Evaluating and Solving Kernel Operators with Eigen

Creating Dense Operators
Creating Sparse Operators
Creating Chebyshev Operators
Creating Fast Multipole Method Operators
Creating Hierarchical Matrix Operators
Block Operators
Iterative Solvers

Given that Aboria can describe non-linear operators, this naturally covers linear operators (i.e. matrices) as well. Consider the summation operator given by the kernel function $K(x_i,x_j)$, over a set of $N$ particles

$$ a_i = \sum_j^N b_j K(x_i,x_j) \text{ for } i=1..N $$

This is a common enough operator that can be used in many areas. If $K(x_i,x_j) = 1/(x_j-x_i)$, then the operator might be calculating the force on a set of charged particles via a Coulomb force. If $K(x_i,x_j) = \sqrt{(x_j-x_i)^2 + c^2}$, then the operator might be used for function interpolation using the multiquadric basis function.

One way to evaluate this operator is to use a matrix to store the values of $K(x_i,x_j)$ for each particle pair, leading to a matrix $\mathbf{K}$ with storage size $N^2$. Then the summation operator above is equivalent to the matrix-vector product

$$ \mathbf{a} = \mathbf{K} \mathbf{b}. $$

However, $\mathbf{K}$ could be too large to fit in memory, or the values of $x_i$ and $x_j$ might change too frequently for this to be useful. Or you may wish to take advantage of the fact that $K(x_i,x_j)$ is a continuous function and use method such as Chebyshev interpolation or Fast Multipole methods to efficiently calculate the action of the operator on the vector $\mathbf{b}$. For any of these reasons and many others, Aboria can help you out.

Aboria provides functionality to describe linear operators arising from the evaluation of kernel functions at a set of points (i.e. particles in Aboria's terminology) in $N$ dimensional space. From now on we will refer to these types of operators as kernel operators. To provide the concept and API of a matrix or linear operator, we will use the C++ linear algebra library Eigen. Aboria provides functionality to wrap kernel operators as Aboria::MatrixReplacement, so that Eigen can treat them as normal dense or sparse matrices.
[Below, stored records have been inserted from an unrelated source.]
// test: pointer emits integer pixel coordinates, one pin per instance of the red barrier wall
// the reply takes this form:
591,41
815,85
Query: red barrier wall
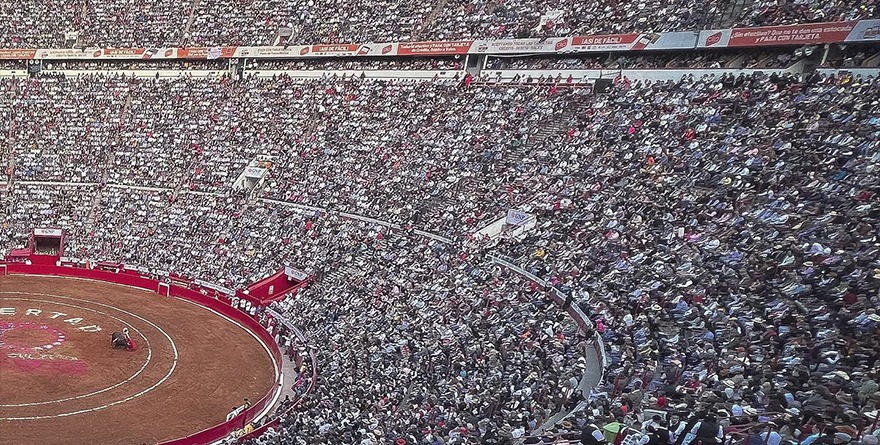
260,290
135,279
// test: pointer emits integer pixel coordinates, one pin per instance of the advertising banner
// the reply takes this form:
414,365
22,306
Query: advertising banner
17,54
802,34
433,48
634,42
206,53
805,34
519,46
516,217
301,51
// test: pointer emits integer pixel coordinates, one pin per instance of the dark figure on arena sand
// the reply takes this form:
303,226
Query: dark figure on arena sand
121,340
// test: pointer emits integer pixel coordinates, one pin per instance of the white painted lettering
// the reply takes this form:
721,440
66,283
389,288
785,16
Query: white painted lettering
90,328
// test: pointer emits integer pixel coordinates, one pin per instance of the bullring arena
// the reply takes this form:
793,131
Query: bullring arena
60,379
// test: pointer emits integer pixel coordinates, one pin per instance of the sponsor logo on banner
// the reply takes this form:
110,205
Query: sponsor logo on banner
333,49
812,33
433,48
518,46
47,232
17,54
516,217
615,42
713,38
295,273
121,53
206,53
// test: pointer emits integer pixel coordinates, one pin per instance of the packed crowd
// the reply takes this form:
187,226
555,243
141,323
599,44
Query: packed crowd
359,64
776,12
721,233
164,23
730,227
126,65
705,59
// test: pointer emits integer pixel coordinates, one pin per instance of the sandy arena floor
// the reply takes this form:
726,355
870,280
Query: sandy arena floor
61,383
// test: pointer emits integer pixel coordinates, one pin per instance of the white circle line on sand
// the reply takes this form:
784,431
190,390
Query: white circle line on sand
279,375
82,396
127,399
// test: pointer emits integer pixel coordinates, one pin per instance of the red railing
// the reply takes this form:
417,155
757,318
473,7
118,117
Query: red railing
314,365
192,293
Using this wrapping, we can take advantage of Eigen to:

calculate the action of a kernel operator on a vector (i.e. a matrix-vector multiplication) # use Eigen's iterative solvers to solve a large linear system of equations arising from a kernel operator.

Creating Dense Operators

The most general case involves a kernel operator $K$ that is non-zero for every possible particle pair. The kernel function can depend on the particle positions and/or the variables assigned to each particle. For example, say we had a particle set with particle positions $\mathbf{x}_i$ for $i=1..N$, and a single variable $a_i$. We wish to create a summation operator using the kernel function

$$ K(\mathbf{x}_i,a_i,\mathbf{x}_j,a_j) = \frac{a_i a_j}{||\mathbf{x}_j-\mathbf{x}_i|| + \epsilon} $$

were $||.||$ refers to the 2-norm, or magnitude of a vector.
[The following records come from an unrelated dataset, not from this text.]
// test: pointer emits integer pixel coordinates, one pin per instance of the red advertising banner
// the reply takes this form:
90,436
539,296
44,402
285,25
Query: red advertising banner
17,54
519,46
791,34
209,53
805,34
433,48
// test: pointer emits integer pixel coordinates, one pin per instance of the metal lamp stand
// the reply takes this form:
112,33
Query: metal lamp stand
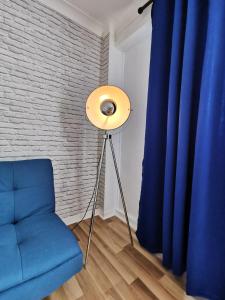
107,137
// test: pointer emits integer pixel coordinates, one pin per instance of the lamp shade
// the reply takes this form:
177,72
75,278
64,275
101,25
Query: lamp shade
108,107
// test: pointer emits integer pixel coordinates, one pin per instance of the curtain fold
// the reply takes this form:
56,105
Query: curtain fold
182,205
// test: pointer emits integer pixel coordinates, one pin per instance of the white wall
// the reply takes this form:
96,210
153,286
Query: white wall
136,50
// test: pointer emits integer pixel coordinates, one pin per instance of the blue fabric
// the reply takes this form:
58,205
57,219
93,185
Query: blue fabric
182,205
34,241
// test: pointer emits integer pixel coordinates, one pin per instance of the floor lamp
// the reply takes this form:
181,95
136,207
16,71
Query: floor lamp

First we need a particle set to apply the operator to. We will create a particle set containing $N=100$ particles with a single additional variable $a$.

const size_t N = 100;
const double epsilon = 0.1;
ABORIA_VARIABLE(a, double, "a");
typedef Particles<std::tuple<a>> particle_type;
typedef particle_type::position position;
particle_type particles(N);
std::default_random_engine gen;
std::uniform_real_distribution<double> uniform(0, 1);
for (size_t i = 0; i < N; ++i) {
  get<position>(particles)[i] =
      vdouble3(uniform(gen), uniform(gen), uniform(gen));
  get<a>(particles)[i] = uniform(gen);
}

For convenience, we will also define a constant reference type to refer to each particle in the container

typedef particle_type::const_reference const_particle_reference;

We then create a dense kernel operator using the Aboria::create_dense_operator function

auto K = create_dense_operator(
    particles, particles,
    [epsilon](const_particle_reference i, const_particle_reference j) {
      const auto dx = get<position>(j) - get<position>(i);
      return (get<a>(i) * get<a>(j)) / (dx.norm() + epsilon);
    });

Note that Aboria::create_dense_operator takes three arguments. The first two are particle containers which give the two particle sets involved in the operator. The first container holds the particles indexed by $i$ in the kernel function, and the second holds the particles indexed by $j$. For a matrix representation, you might say that these refer to the rows and columns of the matrix.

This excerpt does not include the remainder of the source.